I showcased this loaf in my latest IMK post. As I mentioned in that post, I always make the same recipe (this one) but, the other day, decided to make an effort and try something new. And with all those pumpkins lying around, a pumpkin loaf seemed logical.
I must say, I was pretty happy with the loaf when I took it out of the oven but, at the time of writing my IMK post, I hadn’t cut the bread and tasted it. The loaf was well risen and a delightful colour. It verged on warranting the description, ‘beautiful’.
The bread did not disappoint when I had some for breakfast the next day. The crumb is tender and the crust is soft, much like a sandwich loaf. Despite the colour, there is no discernible pumpkin taste. I most certainly will be repeating this one.
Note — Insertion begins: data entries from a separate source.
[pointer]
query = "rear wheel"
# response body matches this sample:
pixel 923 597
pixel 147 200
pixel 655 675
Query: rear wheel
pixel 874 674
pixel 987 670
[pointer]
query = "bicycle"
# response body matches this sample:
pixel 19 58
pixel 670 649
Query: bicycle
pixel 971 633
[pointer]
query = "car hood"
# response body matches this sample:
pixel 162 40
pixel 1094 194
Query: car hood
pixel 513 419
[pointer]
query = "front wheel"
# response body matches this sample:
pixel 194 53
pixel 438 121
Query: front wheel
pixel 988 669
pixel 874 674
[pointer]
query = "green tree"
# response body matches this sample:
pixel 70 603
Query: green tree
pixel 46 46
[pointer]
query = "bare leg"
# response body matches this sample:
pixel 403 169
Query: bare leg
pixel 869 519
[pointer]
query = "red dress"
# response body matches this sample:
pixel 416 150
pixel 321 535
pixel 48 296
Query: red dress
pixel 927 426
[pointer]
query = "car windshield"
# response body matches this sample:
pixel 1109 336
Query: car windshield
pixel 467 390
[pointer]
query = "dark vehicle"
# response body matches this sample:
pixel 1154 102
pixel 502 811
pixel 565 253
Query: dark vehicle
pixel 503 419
This recipe is from Discovering Sourdough by Teresa Greenway.
- 255g active 100% hydration starter
- 372g water
- 350g bread flour
If you have a 166% hydration starter (ie, a starter from Celia ), then the ingredients for the pre-ferment are:
- 255g active 166% hydration starter
- 340g water
- 382g bread flour
- All the pre-ferment
- ½ cup evaporated milk (I just used ordinary milk)
- ¾ cup pumpkin, cooked, mashed and cooled (or, if you are in the States, canned pumpkin)
- 2 tbs* oil
- 1 heaped tbs* honey**
- 572g bread flour
- 20g salt
*These are 15 mil tablespoons.
In the late afternoon, around 16:00 – 17:00 hours, prepare the pre-ferment.
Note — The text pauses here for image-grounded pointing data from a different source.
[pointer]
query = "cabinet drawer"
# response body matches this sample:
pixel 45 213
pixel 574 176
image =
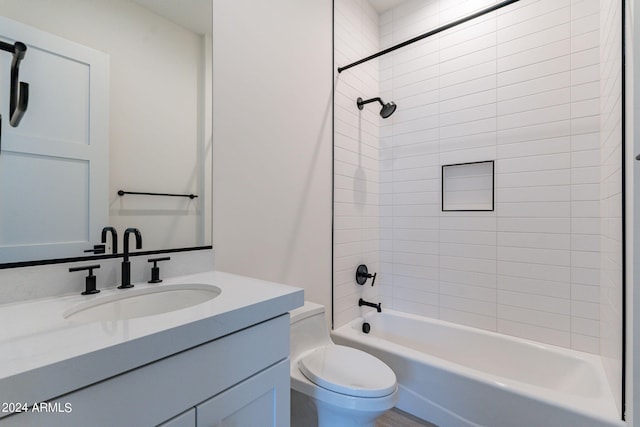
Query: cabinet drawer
pixel 156 392
pixel 262 400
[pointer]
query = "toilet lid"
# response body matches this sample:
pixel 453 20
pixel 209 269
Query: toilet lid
pixel 348 371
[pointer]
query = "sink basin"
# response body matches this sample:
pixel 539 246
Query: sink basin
pixel 133 303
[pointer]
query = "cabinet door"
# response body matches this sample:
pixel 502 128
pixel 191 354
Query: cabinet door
pixel 262 400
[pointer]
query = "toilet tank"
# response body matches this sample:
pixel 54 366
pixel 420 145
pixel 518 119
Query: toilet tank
pixel 308 328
- Combine all the ingredients.
- Cover lightly and allow the mixture to ferment at room temperature until around 21:00 – 22:00 hours.
- Put the pre-ferment in the fridge.
The next day:
- Take the pre-ferment out of the fridge and allow it to get to room temperature.
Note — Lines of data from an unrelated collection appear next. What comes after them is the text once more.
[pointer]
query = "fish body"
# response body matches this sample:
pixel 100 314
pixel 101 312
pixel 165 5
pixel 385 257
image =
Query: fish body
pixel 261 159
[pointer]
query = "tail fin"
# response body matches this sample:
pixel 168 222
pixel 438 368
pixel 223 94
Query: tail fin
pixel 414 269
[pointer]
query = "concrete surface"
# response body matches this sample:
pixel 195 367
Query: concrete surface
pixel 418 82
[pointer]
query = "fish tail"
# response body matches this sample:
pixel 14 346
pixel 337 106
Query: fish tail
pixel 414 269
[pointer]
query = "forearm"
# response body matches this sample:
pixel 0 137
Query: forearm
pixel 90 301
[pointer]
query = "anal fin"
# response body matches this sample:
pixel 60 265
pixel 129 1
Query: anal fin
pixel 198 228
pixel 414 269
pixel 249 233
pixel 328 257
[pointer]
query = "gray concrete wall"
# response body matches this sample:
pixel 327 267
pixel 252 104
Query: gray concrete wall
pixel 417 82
- Put the pumpkin and milk into a blender and blend until smooth.
- Combine all the ingredients (except the salt) in the bowl of your mixer.
- Using a low setting, mix the ingredients until just incorporated.
- Cover the bowl and let stand for 20 minutes.
- Add the salt.
- Mix the dough on low speed for 4 minutes.
- Oil a large plastic container, place the dough in it and cover.
- Three times, at hourly intervals, fold the dough. This is a bit tricky as the dough is very sticky but do your best. When folding, keep the dough in the container and don’t add flour.
- After 4 hours, divide the dough in 2 and shape the loaves. Try not to deflate the dough too much at this stage. If you are making any additions**, now is the time. At this stage, and if desired, sprinkle pepitas on the loaves.
I decided to make 2 sandwich loaves, so I made 2 batards and then placed them, right side up, in my prepared bread tins. My tins are about 24cm long and 10.5cm wide at the top.
If you are making free-form loaves, place the loaves, upside down, in baskets lined with cloth and generously sprinkled with flour or in bannetons.
- Allow the loaves to prove for 1 -2 hours. I left mine for about 2 hours.
- An hour before baking place a tile on your oven shelf and preheat your oven to 230ºC
- Bake in the preheated oven for 20 minutes. After 20 minutes turn the oven down to 200°C and bake for another 20 minutes.
- Take the loaves out of the oven and release them from their tins. Cool on a cake rack.
If you are making free form loaves, check out this post for baking instructions.
- adding two heaped tablespoons* of honey instead of the one; and
- sprinkling cinnamon and raisins on the dough when shaping the loaves.
I decided to add 100g of raisins (which I’d soaked in boiling water for a couple of hours) and a few pepitas. Next time, I will follow the instructions a little more closely because the raisins would be better in a sweeter loaf and the cinnamon would add a nice touch.
Another alternative, if you want to keep the loaf savoury, is to keep the honey as is and add pepitas, sunflower seeds, pecans or walnuts when shaping the dough. Each would make a lovely addition.